Backpacking requires a diet of between 3,000 and 4,000 calories each day to support the high level of activity. At the same time, you are limited on the space available to carry food during your trip. Striking a balance between needed caloric intake and storage is difficult but but manageable.
  1. Dehydrated Food

    • Dehydrated food is the hiker's best friend. By removing the water weight from your food while leaving in the vital calories, you can budget backpack space more easily. A food dehydrator is a sound investment for avid hikers, allowing you to dehydrate your own food at home.
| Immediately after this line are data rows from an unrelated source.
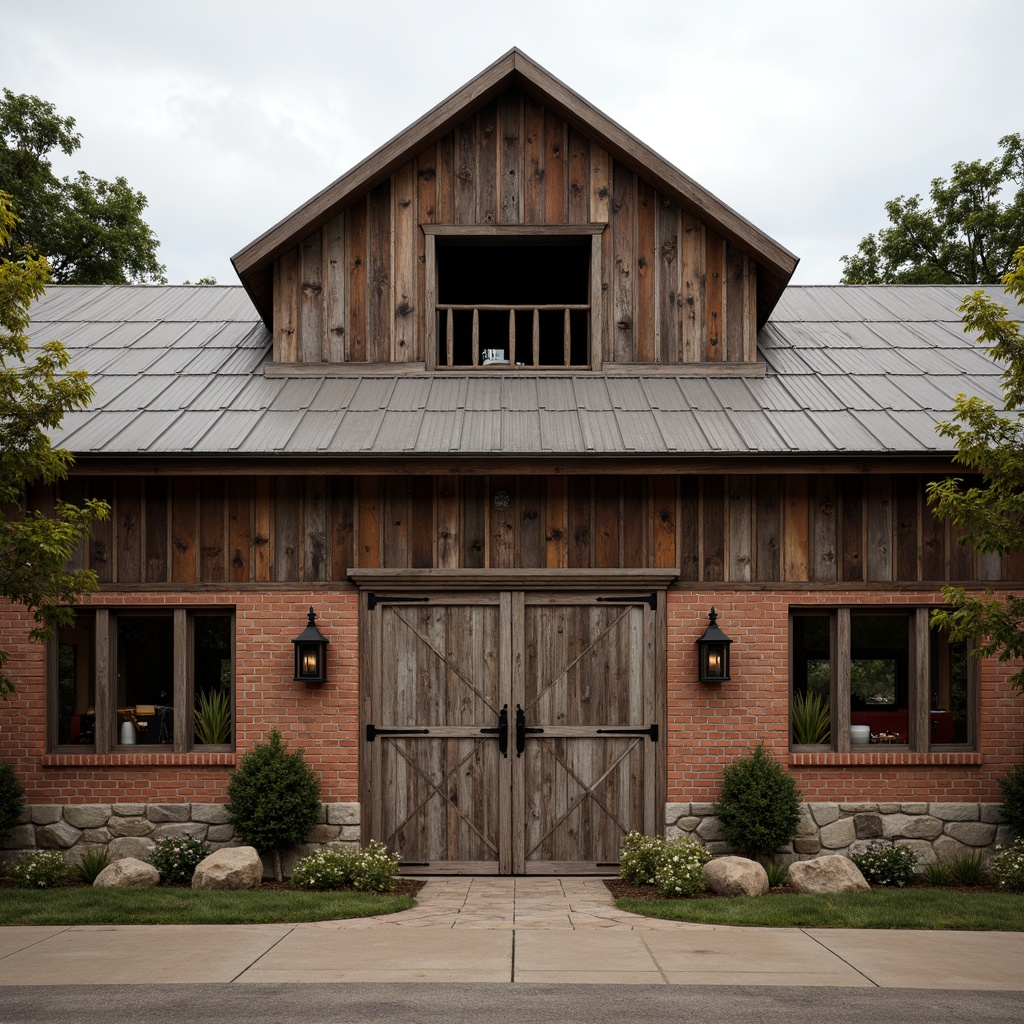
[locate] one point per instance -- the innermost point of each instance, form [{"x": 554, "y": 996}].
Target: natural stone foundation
[
  {"x": 937, "y": 833},
  {"x": 131, "y": 829}
]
If you intend to hike regularly, a food dehydrator will pay for itself quickly by saving you money on costlier, prepackaged, dehydrated food.

    Breakfast

    • Raisins offer a high-fiber addition to any breakfast while providing natural sugar. Use these in place of sweeteners for any meal. Granola or Malt-O-Meal provide a substantial breakfast base; pack dried milk to go with them. All of these foods provide a filling breakfast with a high-fiber count to ensure that you digest them slowly. They will keep you feeling full until lunch, while providing a steady supply of calories as you hike.

    Lunch

    • Thick breads, such as pita or Logan, survive well on the trail and can be combined with lunch meat for a filling midday meal. Granola bars and dehydrated fruit are easy to pack and provide a high-fiber addition. Nuts, crackers and string cheese store well and provide some diversity for your lunch menus. Some hikers enjoy homemade trail mix for lunch. Mix a selection of nuts, dehydrated fruit, M&Ms and coconut shavings. Lunch should be your highest caloric meal, so budget a large portion of your backpack's food space accordingly.

    Dinner

    • You will have more time to prepare and eat dinner, which is usually at the conclusion of a hiking day. You also have access to a campfire for this meal. Canned soups, beans and pasta are easy to warm up over a campfire, and they provide a change of pace from your other meals. You can eat dehydrated vegetables as-is or combined with any canned options to add flavor and variety to your dinner. Dehydrated mashed potatoes are an option that's easy to prepare over a campfire.